Um das alles besser zu verstehen, muss ich wahrscheinlich etwas weiter ausholen. Der Autor ist Zisterzienser-Abt, geboren in den letzten Jahren des Zweiten Weltkriegs in Breslau als Spross der aus gräflicher Linie stammenden schlesischen Familie Henckel von Donnersmarck. Der Name dürfte vielen von Ihnen vor allem durch Florian Henckel von Donnersmarck, einem bekannten deutschen Filmregisseur, ein Begriff sein. Einen Zusammenhang gibt es in der Tat. Florian Henckel von Donnersmarck ist der Neffe des Autors. Gregor Henckel-Donnersmark heißt mit „bürgerlichem“ Namen Ulrich Maria Karl Graf Henckel von Donnersmarck. Seine Eltern flüchteten mit ihm und seinem Bruder vor der Roten Armee Mitte der 1940er Jahre nach Bayern und gingen von dort später nach Österreich. Dort beschritt er zunächst den „normalen“ Bildungsweg: Matura, Militärdienst, Hochschule für Welthandel und anschließend Mitarbeiter und Manager der Speditionsfirma Schenker & Co. Doch die Karriere brachte ihm nicht die erhoffte Erfüllung, vielmehr nahm sie ihm immer mehr seiner Zeit für den ihn wichtigen Glauben. Schließlich traf er eine drastische Entscheidung und trat in den 1970er Jahren als Novize ins Stift Heiligenkreuz ein und nahm den Ordensnamen Gregor an. Auch als Mönch machte er Karriere, wurde Prior und sogar Abt.


Ein Vermögensratgeber mit spirituellem Fundament

Ein Manager wird Mönch. Eine Geschichte, die in der heutigen Zeit nicht unnormal, aber doch besonders ist. Schon der Lebenslauf von Gregor Henckel-Donnersmark machte mich neugierig auf dieses Buch? Was kann ein Mensch uns Anlegern für Tipps geben, der den größeren Teil seines Lebens Mönch war? Kann er uns neue Blickwinkel eröffnen? Kann er das Bild vom sündigen Spekulanten etwas gerade rücken? Ich verrate Ihnen das jetzt nicht. Dann wäre es für Sie völlig uninteressant dieses Buch zu lesen. Ich sage Ihnen nur so viel: Das Buch „Reich werden auf die gute Art“ liefert jede Menge wertvolles Wissen und vor allem bestärkt es den Leser, auf sich und seine Entscheidungen als Anleger zu vertrauen. Es ist in gewisser Weise ein Vermögensratgeber mit spirituellem Fundament. Wenn man es gelesen hat, versteht man die These des Autors, dass Reichtum nicht zwangsläufig Sünde ist, und dass man als Anleger mit dem richtigen Maß an Demut vor dem Vermögen viel mehr erreichen kann.

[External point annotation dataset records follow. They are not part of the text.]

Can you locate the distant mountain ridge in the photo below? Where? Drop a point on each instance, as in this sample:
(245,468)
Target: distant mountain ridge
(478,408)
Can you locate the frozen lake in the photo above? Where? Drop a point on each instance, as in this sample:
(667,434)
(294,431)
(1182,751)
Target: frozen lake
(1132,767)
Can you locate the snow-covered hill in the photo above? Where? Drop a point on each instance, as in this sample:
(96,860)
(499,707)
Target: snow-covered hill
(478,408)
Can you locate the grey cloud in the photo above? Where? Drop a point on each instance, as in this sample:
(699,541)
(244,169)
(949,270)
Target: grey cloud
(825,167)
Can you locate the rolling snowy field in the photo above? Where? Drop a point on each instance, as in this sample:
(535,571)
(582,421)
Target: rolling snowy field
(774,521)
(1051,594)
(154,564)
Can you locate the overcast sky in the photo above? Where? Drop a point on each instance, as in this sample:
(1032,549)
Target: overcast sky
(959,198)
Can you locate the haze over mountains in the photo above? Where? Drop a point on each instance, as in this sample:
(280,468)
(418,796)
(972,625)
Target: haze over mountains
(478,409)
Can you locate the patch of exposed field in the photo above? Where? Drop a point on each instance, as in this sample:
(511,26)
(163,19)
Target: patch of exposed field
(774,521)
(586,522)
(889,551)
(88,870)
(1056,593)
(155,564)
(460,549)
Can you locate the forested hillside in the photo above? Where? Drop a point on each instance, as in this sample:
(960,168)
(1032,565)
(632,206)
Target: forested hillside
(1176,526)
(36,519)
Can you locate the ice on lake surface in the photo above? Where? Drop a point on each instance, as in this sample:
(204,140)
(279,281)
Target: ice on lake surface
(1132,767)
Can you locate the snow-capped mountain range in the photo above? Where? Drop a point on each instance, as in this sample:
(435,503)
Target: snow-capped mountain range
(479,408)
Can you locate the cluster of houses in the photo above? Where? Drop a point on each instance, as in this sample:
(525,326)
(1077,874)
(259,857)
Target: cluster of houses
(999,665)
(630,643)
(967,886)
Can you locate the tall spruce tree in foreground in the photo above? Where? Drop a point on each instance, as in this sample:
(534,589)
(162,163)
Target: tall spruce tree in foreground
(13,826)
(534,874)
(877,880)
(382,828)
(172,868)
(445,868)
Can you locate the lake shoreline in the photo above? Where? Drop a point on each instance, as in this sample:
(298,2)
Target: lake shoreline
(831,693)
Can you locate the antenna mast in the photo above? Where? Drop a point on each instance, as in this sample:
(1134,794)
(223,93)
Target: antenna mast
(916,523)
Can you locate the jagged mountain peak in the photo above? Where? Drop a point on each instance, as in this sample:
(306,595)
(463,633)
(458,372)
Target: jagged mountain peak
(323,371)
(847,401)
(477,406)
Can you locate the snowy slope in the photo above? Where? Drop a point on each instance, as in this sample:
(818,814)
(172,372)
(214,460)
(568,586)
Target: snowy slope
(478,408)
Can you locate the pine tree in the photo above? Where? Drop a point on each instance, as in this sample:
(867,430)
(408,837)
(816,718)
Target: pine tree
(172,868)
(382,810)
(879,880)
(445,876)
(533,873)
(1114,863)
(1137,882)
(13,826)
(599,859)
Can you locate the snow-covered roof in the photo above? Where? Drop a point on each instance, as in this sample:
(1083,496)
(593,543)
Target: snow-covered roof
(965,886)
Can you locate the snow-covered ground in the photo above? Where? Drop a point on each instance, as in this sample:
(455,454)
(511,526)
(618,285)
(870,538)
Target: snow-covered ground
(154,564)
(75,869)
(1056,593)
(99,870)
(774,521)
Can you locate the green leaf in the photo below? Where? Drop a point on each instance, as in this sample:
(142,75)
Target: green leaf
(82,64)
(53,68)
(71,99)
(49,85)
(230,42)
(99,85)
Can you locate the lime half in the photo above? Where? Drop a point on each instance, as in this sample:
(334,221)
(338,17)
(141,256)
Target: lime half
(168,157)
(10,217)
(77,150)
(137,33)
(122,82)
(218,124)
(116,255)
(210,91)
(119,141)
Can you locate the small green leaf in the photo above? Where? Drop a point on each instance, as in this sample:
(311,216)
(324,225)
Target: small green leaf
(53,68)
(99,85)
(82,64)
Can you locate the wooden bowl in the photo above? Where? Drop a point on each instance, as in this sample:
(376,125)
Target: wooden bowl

Gregor Henckel-Donnersmarck formuliert es so: „Ich habe in diesem Buch versucht, ein paar Hinweise für jene zu geben, die wirtschaftlichen Erfolg, Wohlstand und Reichtum auf dem Pfad des ,Vorranges des Menschen‘ verwirklichen wollen, und nicht auf dem Pfad der Ausschließung und Unterdrückung anderer.“ Und ich sage, es ist ihm gelungen.

BÖRSEN-SPIEGELdaily-Bewertung:
*****  (5/5 Sterne)    

Gregor Henckel-Donnersmark
Reich werden auf die gute Art
Vermögenstipps eines Geistlichen
HERDER Verlag
Taschenbuch
ISBN: 978-3-451-06799-0

Übersicht über die BÖRSEN-SPIEGELdaily-Bewertung:


*****   Besonders lesenswert
****     Lesenswert
***       Kann für einige Lesergruppen interessant sein
**        Wir hätten uns mehr erwartet
*          Nicht zu empfehlen

Wir grüßen Sie herzlich und kritisch zur Wochenmitte,

Ihre

Martina Bisdorf und Cindy Ullmann

PS: Apple glänzte und enttäuschte zugleich bei der Vorlage seiner Bilanzzahlen gestern Abend. Obwohl der Smartphone-Pionier aus dem amerikanischen Cupertino mit einem Quartalsgewinn von 18,4 Mrd. Dollar (17 Mrd. Euro) den historischen Bestwert erreicht hat, büßt das iPhone offenbar an Strahlkraft ein. Vergangenes Quartal verkaufte die Firma mit insgesamt 74,8 Mio. Stück weniger Modelle als mit 75,46 Mio. erwartet worden waren. Für das kommende Quartal rechnet Apple mit dem ersten Umsatzrückgang seit mehr als einem Jahrzehnt. Die Prognose liegt erheblich unter dem Vorjahreswert. Die Aktie verlor nachbörslich 2,5%. Investoren zweifeln nun daran, dass Apple sein Tempo in Sachen Innovation halten kann. Wir halten Sie auf dem Laufenden.